Rentrée scolaire : des pistes sensibles pour relever le niveau des élèves

« Les résultats décevants de nos élèves […] sont aujourd'hui bien documentés », souligne le Haut-Commissariat à la stratégie et au plan (HCSP) dans une étude sur le niveau scolaire publiée ce lundi, à la veille de la rentrée des 11.607.600 élèves. A une semaine de la publication de l'enquête internationale Pisa de l'OCDE sur les élèves de 15 ans, l'organisme rattaché à Matignon fait des recommandations pour contrer la « dégradation » du niveau des élèves observée au cours des « trente dernières années ». Les auteurs du rapport passent en revue les « défis extérieurs au système éducatif comme la croissance rapide du nombre d'élèves en situation de handicap ou l'omniprésence des écrans ». Ils identifient aussi des défis « plus directement reliés » à l'école, tels que les classes relativement chargées, les rythmes scolaires inadaptés ou les réformes qui s'enchaînent sans avoir été évaluées.
Mise en garde contre l'idée d'importer des recettes
Les auteurs du rapport se concentrent sur les sources de difficulté « spécifiques » à telle ou telle discipline. Comme, au CP, « les méthodes d'apprentissage de la lecture les plus efficaces [qui] restent employées par une minorité d'enseignants ». Ils balaient l'idée de dispenser encore plus d'heures de français et de mathématiques. Les élèves français en ont déjà beaucoup : 1.450 heures de mathématiques entre 6 et 14 ans contre une moyenne internationale de 1.100 heures. Mais les élèves français passent moins de temps que les autres à apprendre à poser une addition. Et les manuels scolaires les exposent « insuffisamment » aux « tâches de raisonnement les plus exigeantes ». A huit mois de l'élection présidentielle, alors que les candidats dévoilent leurs propositions, le HCSP met en garde contre l'idée d'importer des recettes. La Finlande, citée en modèle au début des années 2000, a vu ses résultats aux évaluations Pisa « décliner fortement par la suite », pointe-t-il.

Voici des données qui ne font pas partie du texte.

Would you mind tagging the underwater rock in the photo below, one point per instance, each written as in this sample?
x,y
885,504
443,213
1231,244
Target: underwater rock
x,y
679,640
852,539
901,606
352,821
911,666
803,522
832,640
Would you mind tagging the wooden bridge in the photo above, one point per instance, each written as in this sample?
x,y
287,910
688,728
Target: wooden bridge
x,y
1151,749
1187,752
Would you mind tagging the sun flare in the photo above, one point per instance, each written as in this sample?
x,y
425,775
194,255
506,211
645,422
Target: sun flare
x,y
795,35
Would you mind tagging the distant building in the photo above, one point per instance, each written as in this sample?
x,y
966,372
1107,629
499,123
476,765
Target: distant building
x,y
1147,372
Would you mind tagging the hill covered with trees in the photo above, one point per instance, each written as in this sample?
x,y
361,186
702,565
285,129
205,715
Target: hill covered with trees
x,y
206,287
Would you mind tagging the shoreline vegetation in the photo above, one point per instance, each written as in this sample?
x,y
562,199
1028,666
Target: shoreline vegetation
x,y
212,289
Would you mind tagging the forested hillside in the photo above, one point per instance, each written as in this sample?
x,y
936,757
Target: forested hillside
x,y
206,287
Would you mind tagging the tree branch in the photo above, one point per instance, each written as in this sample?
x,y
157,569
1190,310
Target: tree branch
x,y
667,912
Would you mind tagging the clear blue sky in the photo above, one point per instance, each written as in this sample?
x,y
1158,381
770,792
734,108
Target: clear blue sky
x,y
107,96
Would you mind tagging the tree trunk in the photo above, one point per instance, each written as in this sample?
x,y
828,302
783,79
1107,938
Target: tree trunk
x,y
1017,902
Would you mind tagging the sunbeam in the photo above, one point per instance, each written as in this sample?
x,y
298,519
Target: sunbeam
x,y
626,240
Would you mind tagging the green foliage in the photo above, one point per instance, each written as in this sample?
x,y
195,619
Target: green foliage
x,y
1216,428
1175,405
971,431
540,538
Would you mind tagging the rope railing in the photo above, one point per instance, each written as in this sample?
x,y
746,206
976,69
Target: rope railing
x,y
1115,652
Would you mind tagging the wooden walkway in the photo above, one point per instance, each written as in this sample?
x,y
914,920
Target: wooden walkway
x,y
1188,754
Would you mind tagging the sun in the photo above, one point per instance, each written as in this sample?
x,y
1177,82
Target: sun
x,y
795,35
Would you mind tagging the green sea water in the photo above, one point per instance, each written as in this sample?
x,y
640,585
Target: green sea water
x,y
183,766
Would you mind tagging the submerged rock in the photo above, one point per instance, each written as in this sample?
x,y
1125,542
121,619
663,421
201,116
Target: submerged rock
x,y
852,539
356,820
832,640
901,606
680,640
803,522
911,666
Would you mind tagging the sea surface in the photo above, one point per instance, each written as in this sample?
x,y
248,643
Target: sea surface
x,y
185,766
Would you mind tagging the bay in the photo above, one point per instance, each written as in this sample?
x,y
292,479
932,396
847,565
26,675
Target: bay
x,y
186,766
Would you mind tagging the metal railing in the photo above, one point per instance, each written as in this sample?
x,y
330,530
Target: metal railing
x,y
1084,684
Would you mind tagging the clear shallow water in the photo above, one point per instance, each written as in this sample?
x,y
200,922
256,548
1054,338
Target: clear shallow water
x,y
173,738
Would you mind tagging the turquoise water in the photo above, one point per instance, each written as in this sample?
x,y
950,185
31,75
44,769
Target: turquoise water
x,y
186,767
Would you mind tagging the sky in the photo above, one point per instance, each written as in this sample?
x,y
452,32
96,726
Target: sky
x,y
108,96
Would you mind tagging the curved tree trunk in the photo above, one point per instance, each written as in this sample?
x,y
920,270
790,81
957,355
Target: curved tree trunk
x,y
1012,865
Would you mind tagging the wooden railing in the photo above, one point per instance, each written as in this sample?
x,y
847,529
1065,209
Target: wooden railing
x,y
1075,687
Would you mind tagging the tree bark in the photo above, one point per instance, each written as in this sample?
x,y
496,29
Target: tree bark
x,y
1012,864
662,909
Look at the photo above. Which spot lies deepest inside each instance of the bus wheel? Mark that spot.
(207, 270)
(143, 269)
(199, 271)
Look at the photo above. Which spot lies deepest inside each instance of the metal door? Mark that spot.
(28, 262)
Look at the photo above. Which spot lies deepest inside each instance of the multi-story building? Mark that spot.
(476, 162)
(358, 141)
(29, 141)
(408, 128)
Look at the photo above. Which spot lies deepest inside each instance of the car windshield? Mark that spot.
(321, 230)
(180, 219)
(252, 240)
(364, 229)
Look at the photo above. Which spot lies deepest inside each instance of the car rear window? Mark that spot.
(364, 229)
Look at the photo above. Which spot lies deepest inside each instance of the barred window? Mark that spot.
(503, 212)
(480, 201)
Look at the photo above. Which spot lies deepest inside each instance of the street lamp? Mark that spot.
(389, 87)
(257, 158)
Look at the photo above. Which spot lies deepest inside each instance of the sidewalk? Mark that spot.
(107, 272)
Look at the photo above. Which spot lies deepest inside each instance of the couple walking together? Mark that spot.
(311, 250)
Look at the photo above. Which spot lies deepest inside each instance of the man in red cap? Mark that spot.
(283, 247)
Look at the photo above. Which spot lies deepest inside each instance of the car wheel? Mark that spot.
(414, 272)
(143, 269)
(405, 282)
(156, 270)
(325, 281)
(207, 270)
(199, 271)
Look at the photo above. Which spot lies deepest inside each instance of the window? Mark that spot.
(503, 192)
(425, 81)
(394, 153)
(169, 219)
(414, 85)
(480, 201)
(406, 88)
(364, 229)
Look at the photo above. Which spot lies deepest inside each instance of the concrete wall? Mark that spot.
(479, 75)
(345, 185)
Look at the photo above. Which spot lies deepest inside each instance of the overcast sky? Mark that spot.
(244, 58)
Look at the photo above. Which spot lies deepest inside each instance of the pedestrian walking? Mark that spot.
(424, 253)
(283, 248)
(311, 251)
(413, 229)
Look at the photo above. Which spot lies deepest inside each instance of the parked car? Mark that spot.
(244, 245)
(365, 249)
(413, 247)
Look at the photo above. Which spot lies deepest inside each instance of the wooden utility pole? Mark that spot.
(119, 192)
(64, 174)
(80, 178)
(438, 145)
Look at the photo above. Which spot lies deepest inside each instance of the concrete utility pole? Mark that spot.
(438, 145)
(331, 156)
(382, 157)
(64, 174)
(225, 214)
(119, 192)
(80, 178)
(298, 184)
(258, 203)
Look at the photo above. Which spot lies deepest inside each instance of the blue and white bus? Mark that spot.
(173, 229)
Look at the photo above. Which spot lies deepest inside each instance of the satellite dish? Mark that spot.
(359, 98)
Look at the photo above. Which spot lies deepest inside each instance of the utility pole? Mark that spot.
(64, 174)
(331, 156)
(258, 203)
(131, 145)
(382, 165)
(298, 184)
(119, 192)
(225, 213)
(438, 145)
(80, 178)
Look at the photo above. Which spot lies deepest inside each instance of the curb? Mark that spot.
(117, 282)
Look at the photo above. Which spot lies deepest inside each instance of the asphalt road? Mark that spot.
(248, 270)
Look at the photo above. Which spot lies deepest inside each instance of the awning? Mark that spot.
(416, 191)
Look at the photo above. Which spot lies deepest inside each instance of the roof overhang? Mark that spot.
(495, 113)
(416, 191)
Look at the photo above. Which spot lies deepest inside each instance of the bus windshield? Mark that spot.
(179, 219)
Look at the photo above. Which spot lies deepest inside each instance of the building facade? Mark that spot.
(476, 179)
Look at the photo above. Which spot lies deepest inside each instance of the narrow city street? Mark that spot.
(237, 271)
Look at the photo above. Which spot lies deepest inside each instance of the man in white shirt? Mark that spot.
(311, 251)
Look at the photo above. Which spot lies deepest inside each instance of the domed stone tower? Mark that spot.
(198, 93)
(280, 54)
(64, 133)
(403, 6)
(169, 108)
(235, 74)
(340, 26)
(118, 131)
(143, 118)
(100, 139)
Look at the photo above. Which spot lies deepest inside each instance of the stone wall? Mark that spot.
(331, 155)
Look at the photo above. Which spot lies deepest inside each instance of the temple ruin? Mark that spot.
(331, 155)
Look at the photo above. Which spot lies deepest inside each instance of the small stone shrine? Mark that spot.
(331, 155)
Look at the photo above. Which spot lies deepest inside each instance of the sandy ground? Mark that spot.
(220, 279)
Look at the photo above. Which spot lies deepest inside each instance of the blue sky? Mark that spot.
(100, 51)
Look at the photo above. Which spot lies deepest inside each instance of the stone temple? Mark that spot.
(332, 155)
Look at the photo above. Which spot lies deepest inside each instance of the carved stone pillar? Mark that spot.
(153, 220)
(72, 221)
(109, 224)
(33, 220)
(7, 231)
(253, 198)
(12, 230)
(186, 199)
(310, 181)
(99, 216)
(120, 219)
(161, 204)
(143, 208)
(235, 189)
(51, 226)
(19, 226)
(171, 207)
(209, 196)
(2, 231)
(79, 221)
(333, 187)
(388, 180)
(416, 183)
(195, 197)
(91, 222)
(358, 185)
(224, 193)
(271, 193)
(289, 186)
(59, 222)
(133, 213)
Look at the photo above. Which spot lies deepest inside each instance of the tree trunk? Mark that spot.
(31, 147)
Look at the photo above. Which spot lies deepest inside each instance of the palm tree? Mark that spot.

« Poursuivre une baisse ciblée de la taille des classes »
La baisse des effectifs liée à la démographie est vue comme « une fenêtre d'opportunités à saisir », à condition de « poursuivre une baisse ciblée de la taille des classes » et de revaloriser les rémunérations des enseignants. Des enseignants qu'il faudrait « mieux former » et « accompagner tout au long de leur carrière ». Cela passe, selon l'organisme rattaché à Matignon, par « une modification des obligations de service » au collège, « notamment pour rendre opérante l'obligation de formation continue présente dans les textes ». Le sujet est explosif, même si les auteurs du rapport prennent la précaution de préciser qu'il « ne s'agit pas d'augmenter le temps de travail des enseignants ». Leur temps de service en classe est de 18 heures par semaine pour les certifiés et les contractuels, et de 15 heures pour les agrégés. La formation continue est obligatoire mais aucun temps dédié n'est identifié, souligne le rapport. Or, cela « peut devenir un problème lorsqu'il s'agit de favoriser le travail d'équipe ou de développer l'animation pédagogique au niveau de l'établissement ». Pour « construire des collectifs enseignants capables de donner du sens aux difficultés rencontrées », il faut s'attaquer aux « écueils de cette conception très individuelle du métier », suggère le rapport.
Polyvalence des professeurs des écoles
En 2004, lorsque François Fillon était ministre de l'Education nationale, la commission Thélot avait proposé d'allonger le temps de présence des enseignants du second degré dans l'établissement scolaire de 4 à 6 heures, en échange d'une augmentation de leur rémunération. « Cette proposition est restée lettre morte, et la difficulté demeure », souligne la note. Le Haut-Commissariat se penche aussi sur la polyvalence des professeurs des écoles, aujourd'hui généralistes et qui pourraient « expérimenter un certain degré de spécialisation », dans un cycle d'apprentissage ou dans une discipline, à la manière de ce qui se pratique parfois pour l'EPS, l'éducation musicale ou les arts plastiques. Ces échanges de services « ne concernent ni le français ni les mathématiques », regrette le HCSP.